Looks like the "progressives" are trying to pull another scam. The earth has been COOLING for almost the last decade - global warming caused by humans in a fraud. Humans are having no significant effect on climate cycles. You are wrong - get over it. Find something else to spin - you are running out of suckers for this one.

The UN's 300,000 figure is

The UN's 300,000 figure is derived from blaming everything in sight on global warming (and by "global warming" I assume you mean global warming caused by CO2). A few years ago alarmists were blaming Katrina on global warming, and now it is more than clear that there are no more hurricanes nor more intense hurricanes than normal for the historical pattern. Loss of northern animals is caused primarily by over-hunting. Sea level has been rising at approximately the same extremely slow rate for centuries, and in some areas the land is sinking. Corals became common in the oceans during the Ordovician Era when atmospheric CO2 levels were about 10X greater than they are today. It is a myth that malaria has not been known in temperate climates historically. More people die from cold than from heat. Climate has been slowly rising for centuries since the Maunder Minimum, with or without modern technology. I am sure that even without alarmism, it would be possible to find some people who have been adversely effected by those rising temperatures. However, it would be easy to find many, many more people who have benefited from fossil-fuel-enabled modern technology, including lives saved, and including those living in the developing world.

The earth is not cooling!

The earth is not cooling! There are always short periods of cooling or faster warming during a warming trend. The warming trend is continuing. Just watch, the next time we have a record hot year, the deniers will call THAT just an anomaly, or they'll ignore the global temperature and start trying to convince people that since it was a cold year in one location, that means global warming is not happening. These people are in serious, serious denial. It would be very funny if they weren't contributing so strongly to the inaction that will spell our doom if it does not stop very soon.

If you want to talk about

If you want to talk about the good things fossil fuels have brought us, you have to remember that almost all cancer can be traced to oil and other fossil fuels. Burning fossil fuels also causes asthma and many other diseases. Many millions of people have died in wars and other violent acts for control of oil resources. Also, the energy fossil fuels give us can come from sources that do not cause any of these bad side effects. So why would anyone fight to keep us addicted to them? The only logical reason is that these people work in the fossil fuel industry and are afraid of losing their jobs and too lazy to learn skills that would allow them to thrive in a green economy, or they are invested in the fossil fuel industry and afraid of losing all the profits they don't have to work for. They are willing to destroy life on earth for money.

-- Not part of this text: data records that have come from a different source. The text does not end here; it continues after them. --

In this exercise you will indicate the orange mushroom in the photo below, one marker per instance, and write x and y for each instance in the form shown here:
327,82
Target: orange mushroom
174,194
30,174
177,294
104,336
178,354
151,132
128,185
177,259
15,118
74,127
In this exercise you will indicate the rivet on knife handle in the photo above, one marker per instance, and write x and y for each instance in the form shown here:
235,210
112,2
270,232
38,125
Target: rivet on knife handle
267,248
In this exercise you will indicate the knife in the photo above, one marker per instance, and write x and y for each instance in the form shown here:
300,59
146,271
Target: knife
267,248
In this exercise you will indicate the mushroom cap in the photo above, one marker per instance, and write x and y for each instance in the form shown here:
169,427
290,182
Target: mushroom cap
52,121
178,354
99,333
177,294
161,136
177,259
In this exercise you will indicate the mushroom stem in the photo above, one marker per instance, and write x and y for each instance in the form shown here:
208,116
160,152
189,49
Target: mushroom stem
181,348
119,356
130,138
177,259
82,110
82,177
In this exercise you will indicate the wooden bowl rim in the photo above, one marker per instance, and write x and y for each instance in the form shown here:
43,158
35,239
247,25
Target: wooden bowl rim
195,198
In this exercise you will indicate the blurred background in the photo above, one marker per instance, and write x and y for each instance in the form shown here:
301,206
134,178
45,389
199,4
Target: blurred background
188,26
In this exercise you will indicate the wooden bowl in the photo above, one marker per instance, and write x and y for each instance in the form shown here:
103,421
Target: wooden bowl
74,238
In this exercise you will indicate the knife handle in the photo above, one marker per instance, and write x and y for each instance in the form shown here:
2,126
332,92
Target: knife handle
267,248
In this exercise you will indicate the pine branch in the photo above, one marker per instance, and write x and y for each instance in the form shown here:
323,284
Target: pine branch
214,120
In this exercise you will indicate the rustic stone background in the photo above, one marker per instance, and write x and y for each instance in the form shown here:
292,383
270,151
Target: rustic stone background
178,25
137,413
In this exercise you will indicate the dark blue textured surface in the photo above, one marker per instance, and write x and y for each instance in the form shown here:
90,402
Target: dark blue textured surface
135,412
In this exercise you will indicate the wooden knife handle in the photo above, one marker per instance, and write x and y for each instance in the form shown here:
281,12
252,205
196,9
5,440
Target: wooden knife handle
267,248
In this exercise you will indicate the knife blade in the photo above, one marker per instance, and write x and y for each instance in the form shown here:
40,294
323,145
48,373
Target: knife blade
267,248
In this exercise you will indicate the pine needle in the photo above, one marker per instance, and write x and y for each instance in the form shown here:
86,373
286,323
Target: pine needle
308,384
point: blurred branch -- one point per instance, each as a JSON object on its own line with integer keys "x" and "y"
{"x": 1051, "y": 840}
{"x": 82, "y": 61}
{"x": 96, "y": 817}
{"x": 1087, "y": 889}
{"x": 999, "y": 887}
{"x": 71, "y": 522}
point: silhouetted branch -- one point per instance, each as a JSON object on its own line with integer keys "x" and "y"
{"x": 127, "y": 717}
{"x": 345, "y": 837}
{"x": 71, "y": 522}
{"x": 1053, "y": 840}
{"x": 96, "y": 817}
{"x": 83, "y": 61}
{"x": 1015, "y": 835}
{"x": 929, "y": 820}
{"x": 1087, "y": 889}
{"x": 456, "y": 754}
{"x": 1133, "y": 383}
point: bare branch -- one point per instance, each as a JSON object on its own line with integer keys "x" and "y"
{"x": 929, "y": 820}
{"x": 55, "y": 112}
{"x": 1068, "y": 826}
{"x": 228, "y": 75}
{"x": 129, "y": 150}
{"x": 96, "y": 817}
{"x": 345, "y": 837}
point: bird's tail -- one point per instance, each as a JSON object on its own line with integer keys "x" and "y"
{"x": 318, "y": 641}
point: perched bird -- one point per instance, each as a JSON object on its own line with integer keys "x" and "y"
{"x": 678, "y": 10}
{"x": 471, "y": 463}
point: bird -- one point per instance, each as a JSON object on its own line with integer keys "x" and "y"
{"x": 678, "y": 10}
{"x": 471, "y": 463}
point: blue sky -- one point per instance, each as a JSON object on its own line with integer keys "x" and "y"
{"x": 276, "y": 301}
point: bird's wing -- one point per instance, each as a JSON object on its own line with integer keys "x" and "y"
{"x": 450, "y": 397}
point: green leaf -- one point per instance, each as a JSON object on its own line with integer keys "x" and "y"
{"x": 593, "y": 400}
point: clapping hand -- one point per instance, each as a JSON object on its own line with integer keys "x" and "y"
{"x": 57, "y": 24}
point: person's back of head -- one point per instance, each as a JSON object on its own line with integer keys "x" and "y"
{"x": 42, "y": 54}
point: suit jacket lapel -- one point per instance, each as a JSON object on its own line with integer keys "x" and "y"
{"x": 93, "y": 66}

We have just heard from the

We have just heard from the people on the front lines, the poor who will bear the brunt. All you skeptics: please get your heads out of your butts and look around. How many typhoons have hit the Philippines so far this year? True, all this bad weather may be part of a natural cycle but why take chances on destroying so much. If our activities can mitigate the change to any extent why not go ahead and act? Are we that addicted to our cushy,lazy and wasteful way of life that we are willing to sacrifice a lot of people to continues living a soft lif? I for one, am not.